En el centro del claro había una manta extendida sobre la hierba. Sobre esa manta había un estuche de guitarra.

―Oh, Edward ―Bella jadeó.

Sonreí mientras tomaba su mano y la llevaba hacia el prado salpicado de luz solar.

―Cuidado hacia donde ves, no querrás mirar directamente a tu novio ―bromeé.

Ella se quedó mirando, con los ojos muy abiertos, mirando el sol reflejándose en mi piel, luego sus labios se curvaron en una sonrisa traviesa.

―Dios, eres bonito ―bromeó.

―Guapo. ―Fingí fruncir el ceño, pero ella no se lo creyó.

Se arrojó a mis brazos.

―Está bien, novio guapo. ―Me besó ligeramente, luego tomó mi mano y me acercó a la manta.

No tenía idea de lo ligero que me sentía con ella. Mi pecho estaba hinchado por su alegría; mirarla me hizo sentir tan lleno que casi me dolía. Todos los años de oscuridad ahora parecían un sueño lejano, un vago recuerdo de dolor y soledad. Estaba hecha de asombro y pasión, esperanza y deseo, y todo lo que yo podía hacer era amarla.

Nos acomodamos en la manta, los brazos automáticamente buscando el abrazo del otro.

―¿Tienes hambre, amor? ―Sonreí ante sus hermosos ojos.

―Podría comer algo. ―Me devolvió la sonrisa―. ¿Qué trajiste para mí?

Abrí la mochila con una mano, manteniendo la otra alrededor de su esbelta cintura.

―Un poco de queso, un poco de pechuga de pollo, un poco de fruta y esto… ―Saqué una botella de vino, un sacacorchos y una copa.

Ella se rio.

―Solo tú podrías sacar una copa de vino real de una mochila en el medio de la nada. Bueno, sírveme, novio. ―Tomó la copa y sostuvo el tallo entre sus dedos, haciéndolo girar mientras yo abría la botella. Llené su copa, luego volví a colocar el corcho en el cuello y la coloqué sobre la hierba.

Ella comenzó a alcanzar la comida, pero yo le detuve la mano.

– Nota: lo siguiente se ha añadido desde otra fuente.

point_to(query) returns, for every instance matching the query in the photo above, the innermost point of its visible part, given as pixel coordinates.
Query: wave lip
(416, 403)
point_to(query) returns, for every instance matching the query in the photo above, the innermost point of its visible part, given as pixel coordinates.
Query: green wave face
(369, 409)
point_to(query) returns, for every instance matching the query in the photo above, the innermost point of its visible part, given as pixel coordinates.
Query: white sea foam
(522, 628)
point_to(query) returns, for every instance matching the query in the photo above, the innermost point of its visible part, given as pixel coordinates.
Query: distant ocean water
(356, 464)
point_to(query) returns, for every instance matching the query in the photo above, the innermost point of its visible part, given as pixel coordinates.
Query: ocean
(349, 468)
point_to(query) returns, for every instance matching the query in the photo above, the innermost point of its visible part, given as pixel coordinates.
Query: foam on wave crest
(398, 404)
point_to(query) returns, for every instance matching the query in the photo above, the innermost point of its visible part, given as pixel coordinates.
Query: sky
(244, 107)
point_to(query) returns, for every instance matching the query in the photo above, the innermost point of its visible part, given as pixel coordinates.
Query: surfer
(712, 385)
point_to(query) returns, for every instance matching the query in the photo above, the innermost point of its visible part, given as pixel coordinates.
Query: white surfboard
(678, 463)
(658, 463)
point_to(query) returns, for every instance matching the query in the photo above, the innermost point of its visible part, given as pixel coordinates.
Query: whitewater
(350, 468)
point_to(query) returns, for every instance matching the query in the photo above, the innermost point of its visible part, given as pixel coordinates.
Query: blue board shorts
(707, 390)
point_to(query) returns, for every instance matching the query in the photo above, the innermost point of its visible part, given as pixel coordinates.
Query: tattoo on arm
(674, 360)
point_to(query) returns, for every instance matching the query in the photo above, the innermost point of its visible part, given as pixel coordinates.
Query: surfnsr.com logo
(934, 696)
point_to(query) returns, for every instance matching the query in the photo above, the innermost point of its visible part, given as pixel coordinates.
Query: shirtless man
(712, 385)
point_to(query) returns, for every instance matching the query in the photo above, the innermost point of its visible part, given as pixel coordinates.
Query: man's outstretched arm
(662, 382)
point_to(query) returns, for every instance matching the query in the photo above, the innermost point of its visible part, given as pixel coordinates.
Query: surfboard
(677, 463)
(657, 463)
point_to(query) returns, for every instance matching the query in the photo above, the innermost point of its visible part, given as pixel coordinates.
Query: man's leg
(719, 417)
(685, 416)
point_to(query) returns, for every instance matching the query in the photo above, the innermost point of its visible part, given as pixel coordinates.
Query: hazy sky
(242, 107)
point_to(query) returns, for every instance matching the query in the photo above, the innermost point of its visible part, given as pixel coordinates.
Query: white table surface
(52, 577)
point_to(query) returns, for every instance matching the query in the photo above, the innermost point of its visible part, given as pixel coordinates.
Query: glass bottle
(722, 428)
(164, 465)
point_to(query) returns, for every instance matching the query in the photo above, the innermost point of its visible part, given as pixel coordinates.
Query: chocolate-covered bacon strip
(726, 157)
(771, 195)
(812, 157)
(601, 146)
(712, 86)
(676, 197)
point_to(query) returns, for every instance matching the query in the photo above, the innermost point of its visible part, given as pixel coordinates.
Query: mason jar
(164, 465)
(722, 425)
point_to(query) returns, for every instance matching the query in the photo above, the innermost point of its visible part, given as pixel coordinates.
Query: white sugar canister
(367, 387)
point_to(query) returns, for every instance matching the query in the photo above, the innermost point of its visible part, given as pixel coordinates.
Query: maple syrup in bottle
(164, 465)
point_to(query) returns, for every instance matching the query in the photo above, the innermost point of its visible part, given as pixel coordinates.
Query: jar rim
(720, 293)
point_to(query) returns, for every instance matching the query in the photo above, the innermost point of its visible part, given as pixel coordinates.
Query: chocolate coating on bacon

―Déjame alimentarte. ―De repente me sentí tímido al preguntarle eso, pero fue algo que vi una vez en la memoria de alguien, y parecía tan íntimo y romántico que había anhelado tener a alguien con quien compartirlo. Ahora tenía a ese alguien.

Se reclinó sobre los codos, todavía sosteniendo su copa de vino, estirando las piernas frente a ella. Me dio una sonrisa descarada y dijo.

―Suena divino. Pélame una uva.

Dios mío, ella era una delicia. Le ofrecí bocados de carne y queso y parecía muy feliz de que la mimaran un poco. Estaba extremadamente feliz de ser quien la consintiera.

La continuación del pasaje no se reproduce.